The political slogan of “no compromise” has migrated into legal strategy with disastrous results. That is precisely what happened in the recess appointments decision in NLRB vs. Canning. I testified on the President’s recess appointments in Congress after they were made and said that the nominations in my view were flagrantly unconstitutional.
The fact that the administration decided to force a confrontation on such a weak case shows not just a lack of judgment but a cavalier attitude towards the costs of such losses. While he clearly has authority to set enforcement priorities in areas like immigration law, Obama has repeatedly stepped well over the line of separation.
These acts of defiance of Congress often come with chest-pounding acclaim, but they also come with costs. For example, by violating the Constitution on recess appointments, a huge array of rulings out of the National Labor Relations Board could be invalid — creating havoc in the area.
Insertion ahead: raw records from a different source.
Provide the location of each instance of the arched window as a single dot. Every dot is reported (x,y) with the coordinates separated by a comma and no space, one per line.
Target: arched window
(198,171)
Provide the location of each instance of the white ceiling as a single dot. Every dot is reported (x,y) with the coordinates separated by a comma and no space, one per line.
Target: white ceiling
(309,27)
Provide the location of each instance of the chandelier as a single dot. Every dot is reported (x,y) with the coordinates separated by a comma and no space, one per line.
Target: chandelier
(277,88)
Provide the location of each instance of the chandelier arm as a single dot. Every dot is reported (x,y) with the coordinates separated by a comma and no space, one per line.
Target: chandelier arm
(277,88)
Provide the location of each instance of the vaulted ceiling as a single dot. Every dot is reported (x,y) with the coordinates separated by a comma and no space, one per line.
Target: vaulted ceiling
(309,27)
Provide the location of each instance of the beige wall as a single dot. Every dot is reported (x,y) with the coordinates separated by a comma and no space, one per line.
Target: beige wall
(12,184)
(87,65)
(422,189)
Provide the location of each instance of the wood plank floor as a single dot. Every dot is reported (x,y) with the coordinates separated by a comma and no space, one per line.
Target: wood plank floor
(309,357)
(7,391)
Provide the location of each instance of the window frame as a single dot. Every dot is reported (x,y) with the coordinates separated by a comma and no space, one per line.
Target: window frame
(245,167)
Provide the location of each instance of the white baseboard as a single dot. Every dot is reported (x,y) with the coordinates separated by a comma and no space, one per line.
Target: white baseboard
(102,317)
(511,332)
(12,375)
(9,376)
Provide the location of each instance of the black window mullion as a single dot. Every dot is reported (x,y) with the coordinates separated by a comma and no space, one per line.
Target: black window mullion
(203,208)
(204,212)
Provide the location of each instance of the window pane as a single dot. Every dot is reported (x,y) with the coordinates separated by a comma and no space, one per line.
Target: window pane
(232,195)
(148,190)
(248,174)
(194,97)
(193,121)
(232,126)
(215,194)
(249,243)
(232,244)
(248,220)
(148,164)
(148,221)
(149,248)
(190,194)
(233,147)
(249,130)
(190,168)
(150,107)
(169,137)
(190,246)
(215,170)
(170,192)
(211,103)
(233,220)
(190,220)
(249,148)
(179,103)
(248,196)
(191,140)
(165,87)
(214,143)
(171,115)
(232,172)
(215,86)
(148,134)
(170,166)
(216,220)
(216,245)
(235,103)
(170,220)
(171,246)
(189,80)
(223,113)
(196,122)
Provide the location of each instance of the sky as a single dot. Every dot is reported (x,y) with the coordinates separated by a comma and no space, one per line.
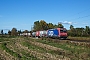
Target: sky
(22,14)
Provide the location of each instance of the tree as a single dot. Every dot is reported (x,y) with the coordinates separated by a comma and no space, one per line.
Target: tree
(60,25)
(50,26)
(2,32)
(71,27)
(9,32)
(36,26)
(19,32)
(14,32)
(87,30)
(43,25)
(26,31)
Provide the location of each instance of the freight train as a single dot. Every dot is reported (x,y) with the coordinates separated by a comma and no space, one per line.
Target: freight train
(60,33)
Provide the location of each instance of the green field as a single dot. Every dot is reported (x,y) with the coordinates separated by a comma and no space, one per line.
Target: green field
(26,48)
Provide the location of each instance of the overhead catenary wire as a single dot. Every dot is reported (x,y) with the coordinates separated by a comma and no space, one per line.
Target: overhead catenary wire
(77,14)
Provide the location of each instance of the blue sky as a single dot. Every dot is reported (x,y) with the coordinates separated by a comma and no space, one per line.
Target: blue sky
(22,14)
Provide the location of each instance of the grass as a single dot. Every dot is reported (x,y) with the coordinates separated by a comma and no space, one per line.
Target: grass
(3,46)
(72,49)
(37,48)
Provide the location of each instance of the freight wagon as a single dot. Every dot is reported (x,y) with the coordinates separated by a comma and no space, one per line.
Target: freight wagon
(57,33)
(41,33)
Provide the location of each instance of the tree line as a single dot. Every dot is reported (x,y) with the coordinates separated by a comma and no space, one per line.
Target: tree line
(42,25)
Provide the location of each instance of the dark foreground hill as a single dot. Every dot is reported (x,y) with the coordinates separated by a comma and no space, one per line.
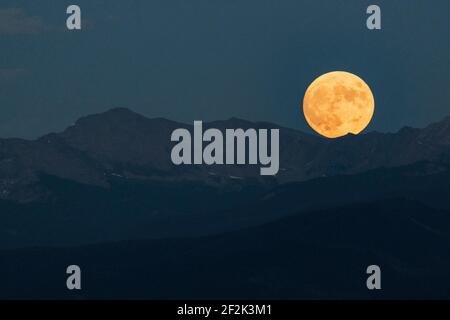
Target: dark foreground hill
(132,210)
(121,143)
(322,254)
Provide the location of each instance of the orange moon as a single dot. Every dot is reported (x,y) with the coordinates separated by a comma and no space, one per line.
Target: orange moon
(338,103)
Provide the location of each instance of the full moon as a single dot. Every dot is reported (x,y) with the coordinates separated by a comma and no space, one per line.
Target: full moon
(338,103)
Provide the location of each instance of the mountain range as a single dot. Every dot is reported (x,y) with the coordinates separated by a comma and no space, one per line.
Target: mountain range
(105,195)
(122,144)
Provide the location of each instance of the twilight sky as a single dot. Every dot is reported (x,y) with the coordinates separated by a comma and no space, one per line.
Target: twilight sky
(215,59)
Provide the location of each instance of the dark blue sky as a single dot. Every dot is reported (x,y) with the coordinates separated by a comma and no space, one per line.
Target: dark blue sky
(215,59)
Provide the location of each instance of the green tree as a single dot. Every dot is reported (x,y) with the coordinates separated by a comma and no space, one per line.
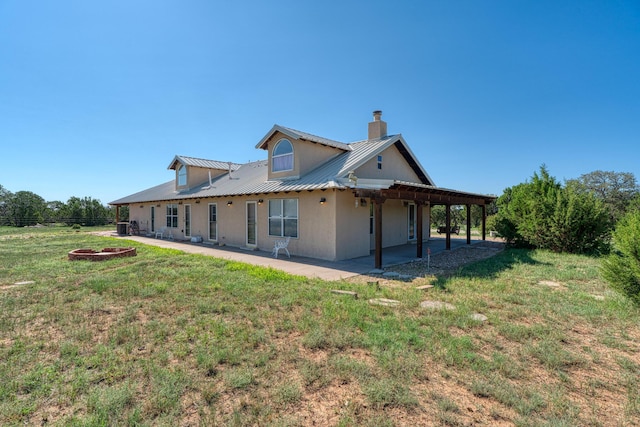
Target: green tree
(53,212)
(26,208)
(615,189)
(622,267)
(544,214)
(5,199)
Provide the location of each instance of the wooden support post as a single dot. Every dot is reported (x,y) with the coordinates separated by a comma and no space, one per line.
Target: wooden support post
(484,222)
(448,225)
(468,224)
(419,229)
(378,231)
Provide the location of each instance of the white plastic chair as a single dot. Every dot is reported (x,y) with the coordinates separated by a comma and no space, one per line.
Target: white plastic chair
(281,244)
(164,232)
(160,233)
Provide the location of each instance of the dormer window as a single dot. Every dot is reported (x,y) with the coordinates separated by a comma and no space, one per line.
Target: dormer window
(282,156)
(182,175)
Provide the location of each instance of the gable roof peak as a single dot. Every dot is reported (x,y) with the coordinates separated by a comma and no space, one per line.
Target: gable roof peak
(202,163)
(296,134)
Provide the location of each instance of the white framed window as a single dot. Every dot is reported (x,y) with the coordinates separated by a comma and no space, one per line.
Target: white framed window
(182,175)
(172,215)
(213,221)
(283,217)
(282,156)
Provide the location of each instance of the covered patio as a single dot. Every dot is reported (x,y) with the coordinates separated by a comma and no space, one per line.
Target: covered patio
(423,195)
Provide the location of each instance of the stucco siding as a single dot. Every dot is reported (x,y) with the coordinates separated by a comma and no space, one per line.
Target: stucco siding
(306,156)
(394,166)
(352,227)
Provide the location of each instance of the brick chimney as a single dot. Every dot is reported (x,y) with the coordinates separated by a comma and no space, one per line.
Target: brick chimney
(377,128)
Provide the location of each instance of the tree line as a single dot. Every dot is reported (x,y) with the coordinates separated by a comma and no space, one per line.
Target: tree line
(25,208)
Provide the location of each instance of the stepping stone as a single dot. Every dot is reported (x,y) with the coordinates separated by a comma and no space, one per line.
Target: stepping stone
(341,292)
(437,305)
(549,283)
(479,317)
(385,302)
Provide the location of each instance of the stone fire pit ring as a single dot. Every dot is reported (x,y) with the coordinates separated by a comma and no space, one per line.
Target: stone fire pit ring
(103,255)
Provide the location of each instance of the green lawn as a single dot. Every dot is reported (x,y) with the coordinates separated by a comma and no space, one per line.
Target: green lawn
(167,338)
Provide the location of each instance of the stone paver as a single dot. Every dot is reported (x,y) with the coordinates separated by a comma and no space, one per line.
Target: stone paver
(384,302)
(549,283)
(479,317)
(437,305)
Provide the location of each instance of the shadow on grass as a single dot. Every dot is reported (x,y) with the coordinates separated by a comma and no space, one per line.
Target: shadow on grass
(491,267)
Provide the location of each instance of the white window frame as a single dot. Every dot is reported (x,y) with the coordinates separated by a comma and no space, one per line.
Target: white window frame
(282,218)
(215,238)
(280,157)
(172,218)
(182,175)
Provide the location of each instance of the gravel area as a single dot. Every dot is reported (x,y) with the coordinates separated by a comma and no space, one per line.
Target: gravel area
(444,263)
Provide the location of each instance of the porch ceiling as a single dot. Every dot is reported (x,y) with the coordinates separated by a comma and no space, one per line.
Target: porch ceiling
(425,194)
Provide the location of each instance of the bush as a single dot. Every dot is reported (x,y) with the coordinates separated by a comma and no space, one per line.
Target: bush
(622,267)
(543,214)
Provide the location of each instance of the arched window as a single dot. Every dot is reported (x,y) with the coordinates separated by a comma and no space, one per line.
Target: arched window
(182,175)
(282,156)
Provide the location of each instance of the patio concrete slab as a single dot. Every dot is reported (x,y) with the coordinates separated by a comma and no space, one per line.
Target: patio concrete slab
(302,266)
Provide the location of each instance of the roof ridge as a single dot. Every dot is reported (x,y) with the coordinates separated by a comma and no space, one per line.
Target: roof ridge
(208,160)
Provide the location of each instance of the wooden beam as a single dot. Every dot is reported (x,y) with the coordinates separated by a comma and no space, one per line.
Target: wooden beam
(378,231)
(484,222)
(468,224)
(419,230)
(448,225)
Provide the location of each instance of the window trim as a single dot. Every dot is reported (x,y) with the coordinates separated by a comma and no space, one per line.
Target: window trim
(172,219)
(209,221)
(182,176)
(282,218)
(282,156)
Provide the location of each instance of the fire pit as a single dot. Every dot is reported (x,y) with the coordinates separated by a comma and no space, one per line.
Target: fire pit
(105,254)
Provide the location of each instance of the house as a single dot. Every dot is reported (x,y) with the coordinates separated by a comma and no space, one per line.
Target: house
(334,200)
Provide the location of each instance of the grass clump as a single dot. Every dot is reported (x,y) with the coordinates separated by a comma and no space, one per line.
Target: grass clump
(166,338)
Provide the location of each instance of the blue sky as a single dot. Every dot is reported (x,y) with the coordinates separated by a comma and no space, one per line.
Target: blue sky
(96,98)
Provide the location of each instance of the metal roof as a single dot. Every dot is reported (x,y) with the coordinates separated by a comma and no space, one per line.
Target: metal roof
(202,163)
(252,178)
(296,134)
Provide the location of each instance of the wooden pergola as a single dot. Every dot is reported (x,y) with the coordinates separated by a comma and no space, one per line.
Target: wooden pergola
(422,195)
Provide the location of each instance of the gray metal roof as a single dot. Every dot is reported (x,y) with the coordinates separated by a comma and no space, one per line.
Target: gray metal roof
(296,134)
(252,178)
(202,163)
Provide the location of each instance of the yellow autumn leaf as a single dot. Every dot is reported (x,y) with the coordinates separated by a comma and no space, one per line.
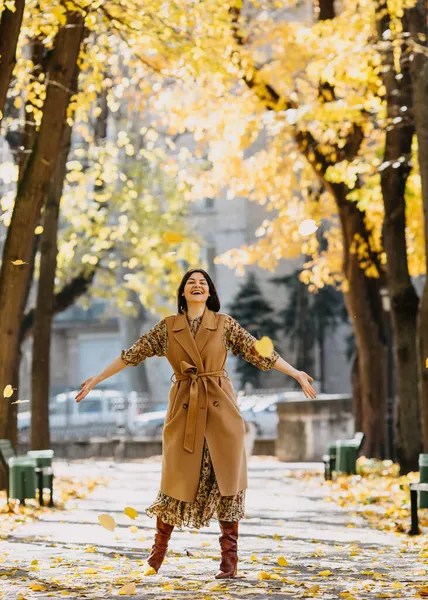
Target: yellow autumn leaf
(265,575)
(172,238)
(8,391)
(307,227)
(36,587)
(264,346)
(128,590)
(107,522)
(313,589)
(130,512)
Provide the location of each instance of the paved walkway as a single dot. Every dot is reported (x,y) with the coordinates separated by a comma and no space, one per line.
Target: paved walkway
(329,552)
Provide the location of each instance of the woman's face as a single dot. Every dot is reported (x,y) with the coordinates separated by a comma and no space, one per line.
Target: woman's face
(196,290)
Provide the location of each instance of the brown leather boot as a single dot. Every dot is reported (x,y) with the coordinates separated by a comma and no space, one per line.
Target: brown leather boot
(161,544)
(229,550)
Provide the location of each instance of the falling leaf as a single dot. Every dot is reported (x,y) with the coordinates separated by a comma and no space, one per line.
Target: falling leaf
(107,522)
(172,238)
(8,391)
(264,346)
(130,512)
(128,590)
(313,589)
(36,587)
(18,262)
(307,227)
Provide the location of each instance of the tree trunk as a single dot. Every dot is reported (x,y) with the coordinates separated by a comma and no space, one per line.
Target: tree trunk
(404,300)
(30,196)
(40,375)
(417,17)
(356,394)
(10,26)
(365,311)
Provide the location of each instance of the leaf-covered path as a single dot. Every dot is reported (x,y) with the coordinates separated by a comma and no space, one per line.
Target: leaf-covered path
(328,552)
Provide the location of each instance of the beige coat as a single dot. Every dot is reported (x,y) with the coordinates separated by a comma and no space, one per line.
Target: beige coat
(202,403)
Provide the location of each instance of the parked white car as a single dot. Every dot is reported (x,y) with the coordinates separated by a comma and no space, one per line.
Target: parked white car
(101,408)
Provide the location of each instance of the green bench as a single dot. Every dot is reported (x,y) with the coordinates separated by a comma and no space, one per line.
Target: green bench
(26,473)
(342,456)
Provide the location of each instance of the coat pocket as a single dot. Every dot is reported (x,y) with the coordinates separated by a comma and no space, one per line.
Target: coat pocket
(227,389)
(172,402)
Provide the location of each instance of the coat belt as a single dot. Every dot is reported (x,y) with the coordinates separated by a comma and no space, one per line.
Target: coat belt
(192,372)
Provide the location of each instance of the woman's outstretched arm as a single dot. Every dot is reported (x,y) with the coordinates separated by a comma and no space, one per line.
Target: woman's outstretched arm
(301,377)
(152,343)
(114,367)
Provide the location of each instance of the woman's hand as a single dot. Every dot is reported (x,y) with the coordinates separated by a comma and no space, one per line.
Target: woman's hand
(305,381)
(87,386)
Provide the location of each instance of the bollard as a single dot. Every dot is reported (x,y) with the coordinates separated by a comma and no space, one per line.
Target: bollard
(423,478)
(346,457)
(22,478)
(43,459)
Likewise, the President’s recent loss in the Hobby Lobby case, regarding contraception provisions of Obamacare, will require huge changes in such coverage . In a case that may be issued any day now in Halbig vs. Burwell, the D.C. Circuit could strike down another unilateral policy on tax credits under Obamacare that would mean that the administration wrongly committed billions of dollars without authority. That decision could jeopardize the very viability of health-care reform.
In our system, there is no license to go it alone. Rather, the Republic’s democratic architecture requires compromise. The process is designed to moderate legislation and create a broader consensus in support of these laws. Nor is congressional refusal to act on a particular prescription of how to fix the economy or repair immigration laws an excuse. Sometimes the country (and by extension Congress) is divided. When that happens, less gets done. The Framers understood such times. They lived in such a time.
While Obama did not create the über-presidency, he has pushed it to a new level of autonomy and authority. It is a model that Democrats may soon regret. Just as Obama has unilaterally rewritten federal laws and ordered the nonenforcement of others, the next President could use the same authority to gut environmental or employment discrimination laws. An über-President is only liberating when he is your über-President.
And whether it is “sue me” or “bring it on,” presidential taunts tend to play better politically than practically. The invitation for a congressional lawsuit may sound on its face like it’s welcoming judicial review, but it’s not. Obama’s administration has fought to block such review by challenging the right of members and citizens to be heard in federal courts.
President Obama’s taunt will no doubt be answered in kind. Indeed, the House is preparing just such a lawsuit. And so, our national politics have finally descended to the politics of the schoolyard playground. However, unlike on the playground, presidential taunts have constitutional consequences.
Jonathan Turley is a law professor at George Washington University.